During swallowing Tongue thrusting is the habit of placing the tongue in the wrong position, either to the sides or too far forward. The tongue either pushes against the lower teeth or protrudes between the teeth, in this way during swallowing. Out of alignment, the constant pressure of the incorrect tongue posture will force the teeth and arches. Effects may be observed in facial growth and appearance, health, and communication if this pattern continues beyond infancy. Tongue thrusting is not a simple childhood issue. Without even realizing it, many adults also present with a forward tongue resting posture or swallowing pattern that is not ideal. Headaches, sleep apnoea, clicky jaws, snoring, tooth and gum disease, and relapse of orthodontic treatment, are some common signs of these issues in adults.
Characteristics of Tongue Thrusting
A tongue-thrusting habit development swallowing pattern which is also termed infantile swallowing pattern is observed in infants who are breast or bottle-fed. When swallowing an infant gets their baby molars and transition to solid foods, they begin to adopt the habit of placing the tongue tip against the roof of the mouth behind the top front teeth. Rather than forwards food is then propelled backward with a wave-like movement of the tongue.
Causes of Tongue Thrusting
The main causes of the continuation of the swallowing tongue thrust are sucking clothing of hair, thumb or finger sucking, mouth breathing which can cause the tongue’s posture to be very low in the mouth. An exceptionally large tongue, early loss of tongue, nail-biting or chewing lips and cheeks, mouthing objects, large tonsils or adenoids, sensory processing difficulties, allergies, and nasal congestion which can cause mouthing breathing, some artificial nipples are used for feeding infants.
Consequences associated with Tongue Thrusting
The symptoms associated with a tongue thrust are estimated to appear within 24 hours. You swallow a total of 12000 to 20000 times with about four pounds of pressure per swallow. The tongue pushes against the roof of the mouth with the correct swallowing pattern and force. The expansion of the bone in the roof of the mouth stimulates growth. The bone cells in those sutures are different to those in other parts of our body. They only grow when stimulated and do not in accordance with a genetically predetermined outcome. Until the age of 4, the tongue thrust is acceptable but if it is continued by age 6, the sutures of the hard palate can knit together and will often lead to a narrow and highly vaulted palate.

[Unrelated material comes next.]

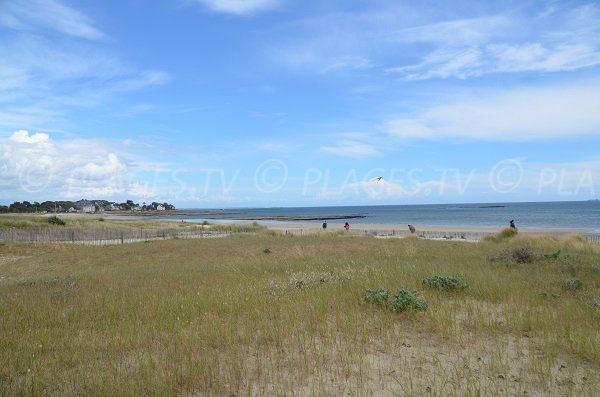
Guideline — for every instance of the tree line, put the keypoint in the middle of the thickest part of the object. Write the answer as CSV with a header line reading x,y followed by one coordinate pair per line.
x,y
81,206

There may be a structural barrier to the accurate production of speech sounds when the palate does not expand. The airway may also be affected, along with the roof of the mouth and the base of the nasal cavity. The habit of mouth breathing can act as a barrier to comfortable nose breathing and it can perpetuate to the habit of mouth breathing. The children have many health complications associated with mouth breathing. Like air filters, the turbinates in our nasal cavity act. It can affect the lungs when we inhale cold and unfiltered air through our mouth. This leads to more frequent upper respiratory illnesses. This may lead to sensitive teeth, swollen gums, and an increased likelihood of tooth decay and infections. When carbon dioxide and oxygen levels in the lungs are not balanced, it also means mouth breathing as when hyperventilating. This impacts the parasympathetic nervous system and the release of diuretic hormones.
Treatment for Tongue Thrusting
A tongue-thrusting habit is treated after looking at the possible causes of the problem. A referral to an ear, nose and throat surgeon, myofunctional therapist, dentist, and orthodontist can help to retrain and break the habit. In most cases, a sincere commitment and cooperation of the child and parent will correct the problem in most cases. Three major problems are usually associated with abnormal forward tongue positioning- protrusion of the incisors, anterior open bite, and lisping. Two major reasons for a relatively high prevalence of anterior tongue positioning in children are related to physiology and to anatomy. During swallowing to help establish an airway for respiration, infants normally position the tongue forward and down in the mouth at rest. By strong lip activity, an infant’s swallow is characterized, by the placement of the tongue tip against the lower lip and relaxation of the elevator muscles of the mandible. Physiologic transition in swallowing patterns begins during the first year of life as teeth erupt and continue over the next several years as oral function matures. An abnormal swallowing pattern prolonged into the mixed and permanent dentitions is characterized by protrusion of the tongue between the anterior dentition, lack of molar contact, and excessive circumoral muscle activity. Studies have shown the prevalence of tongue thrust to be much greater than the prevalence of anterior open bite.